The Economic Process: A New Fairytale for Catalonia
The head of La Caixa offers a telling reflection of Barcelona’s current crossroad
The recent media adulation of Isidre Fainé, the head of La Caixa, offers a telling reflection of Catalonia’s current political and economic crossroads. While Fainé is celebrated as a symbol of power, his elevation speaks less to his strength than to the crumbling legacy of a bygone era. This celebration of Fainé represents the fading remnants of a system that has long kept Catalonia tethered to Madrid’s influence, at the cost of the region’s true sovereignty.
While the media showers Fainé with praise, it’s essential to understand the deeper reasons behind this tribute. Fainé, though seemingly untouchable, is a figure shaped by a history of caution and control—one that comes with its own shadow of decline. No one can fully feel secure within the Spanish state, and Fainé, above all, understands the importance of maintaining order, ensuring that no one steps out of line. But the recent wave of praise feels less like a celebration of his power and more like the remnants of a system in decline. To me, it feels like the wreckage left behind by a world dissolving.
The president of the La Caixa Foundation is not merely the last influential figure from a crumbling regime. He represents the final vestiges of a century-and-a-half-old pact between the bourgeoisie of Barcelona and the Spanish monarchy. This agreement, forged in the wake of failed revolutions, saw Catalonia give up on leading Spanish politics in exchange for dominance over its economy. The metaphors of Catalonia as Spain’s “locomotive” or “ship” stem from this forgotten pact.

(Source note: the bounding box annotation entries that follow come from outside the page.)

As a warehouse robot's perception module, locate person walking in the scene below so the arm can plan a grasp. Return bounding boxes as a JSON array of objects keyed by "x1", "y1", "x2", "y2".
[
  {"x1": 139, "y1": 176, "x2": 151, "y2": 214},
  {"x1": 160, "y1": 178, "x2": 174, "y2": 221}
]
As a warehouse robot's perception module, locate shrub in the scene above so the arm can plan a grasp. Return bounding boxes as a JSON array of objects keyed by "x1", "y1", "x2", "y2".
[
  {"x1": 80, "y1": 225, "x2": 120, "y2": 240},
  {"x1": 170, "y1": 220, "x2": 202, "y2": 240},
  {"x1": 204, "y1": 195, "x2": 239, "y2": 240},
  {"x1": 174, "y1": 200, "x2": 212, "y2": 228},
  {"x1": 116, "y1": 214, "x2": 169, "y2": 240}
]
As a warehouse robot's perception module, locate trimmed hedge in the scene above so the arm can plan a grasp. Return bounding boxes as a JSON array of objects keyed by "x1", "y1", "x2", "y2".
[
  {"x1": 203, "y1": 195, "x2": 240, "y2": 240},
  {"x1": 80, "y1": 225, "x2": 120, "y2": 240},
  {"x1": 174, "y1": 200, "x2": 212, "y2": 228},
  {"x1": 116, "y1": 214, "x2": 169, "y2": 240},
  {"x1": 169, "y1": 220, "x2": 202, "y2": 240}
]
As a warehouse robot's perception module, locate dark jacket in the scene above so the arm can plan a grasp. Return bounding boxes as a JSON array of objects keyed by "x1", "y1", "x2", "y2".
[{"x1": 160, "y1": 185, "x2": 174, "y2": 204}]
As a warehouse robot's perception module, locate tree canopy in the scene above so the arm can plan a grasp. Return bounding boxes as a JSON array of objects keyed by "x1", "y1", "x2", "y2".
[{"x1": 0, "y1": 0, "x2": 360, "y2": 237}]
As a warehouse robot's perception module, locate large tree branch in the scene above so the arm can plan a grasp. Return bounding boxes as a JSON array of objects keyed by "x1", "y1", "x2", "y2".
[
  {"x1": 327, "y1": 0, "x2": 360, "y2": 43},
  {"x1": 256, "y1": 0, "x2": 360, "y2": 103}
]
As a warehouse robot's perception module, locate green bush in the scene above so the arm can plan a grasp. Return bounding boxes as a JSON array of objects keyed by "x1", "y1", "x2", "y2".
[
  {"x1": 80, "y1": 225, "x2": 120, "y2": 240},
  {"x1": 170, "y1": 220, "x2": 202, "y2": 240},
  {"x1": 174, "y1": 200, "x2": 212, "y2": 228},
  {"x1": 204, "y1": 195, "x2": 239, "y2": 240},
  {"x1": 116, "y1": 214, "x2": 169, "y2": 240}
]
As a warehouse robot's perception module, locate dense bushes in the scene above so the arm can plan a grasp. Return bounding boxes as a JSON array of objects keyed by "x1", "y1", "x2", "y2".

If the independence referendum arose from an attempt to prolong political Catalanism through sentimental exaltation disguised as audacity, then the praise showered on Fainé suggests we are witnessing yet another headlong rush—this time disguised as economic management. Just as political Catalanism never renounced independence but never took the steps to achieve it, Catalonia’s economic elite has never relinquished its ambition to dominate Spain—even at the cost of abandoning its own sovereignty. Fainé, and the shadow he casts, cannot be understood without considering the void left by the failed Gas Natural takeover of Iberdrola. That failure, quashed with a phone call from Minister Rato after Pujol handed Aznar the presidency, epitomizes the limits of Catalonia’s power.
Fear of reopening the wound of the independence referendum has given Catalonia’s economic establishment the leeway to go on the offensive through the PSOE. As I write this, I see a news alert: Pedro Sánchez and Salvador Illa want to strip Madrid of “power” to make Barcelona Spain’s economic capital. Pasqual Maragall’s decentralization obsession is back, but this time stripped of its cultural and democratic pretense. The plan is to inject money into Barcelona to offset the fiscal deficit, in exchange for dissolving the independence movement. At a time when developed nations are turning protectionist and cutting foreign aid, it’s hardly surprising that the Spanish press portrays Fainé as a protector of the poor.
As one of the flatterers pointed out in an ABC column, Fainé is now over eighty and has no heirs. He is a man of the 20th century, doing business in the way it was done in that era, and he represents a Catalonia still stuck in the 20th century. Just as political Catalanism began producing rhetorical monstrosities after Pujol’s retirement, the spirit of the old bourgeoisie now gives rise to its own economic processism. After a century and a half of dragging itself through coups, dictatorships, and civil wars, Catalonia finds itself bound to Madrid in an absurd union—especially as Spain’s capital aspires to be the geopolitical bridge between Brussels and China.
The recent Gattopardo adaptation on Netflix, though it feels more like a Pretty Woman knockoff, might serve as a wake-up call for Catalans: do we want to be fleeced again in the name of money? If we let ourselves be lulled by this old comedy, we will soon find ourselves in the same position as we were with the independence referendum. Only this time, with the PSC in power, the excuses will be the same. We will once again be told that we almost succeeded, that a masterstroke was within reach, but that Spanish fanaticism and Catalan disunity doomed the “new country”—inclusive and antifascist—that was just within our grasp.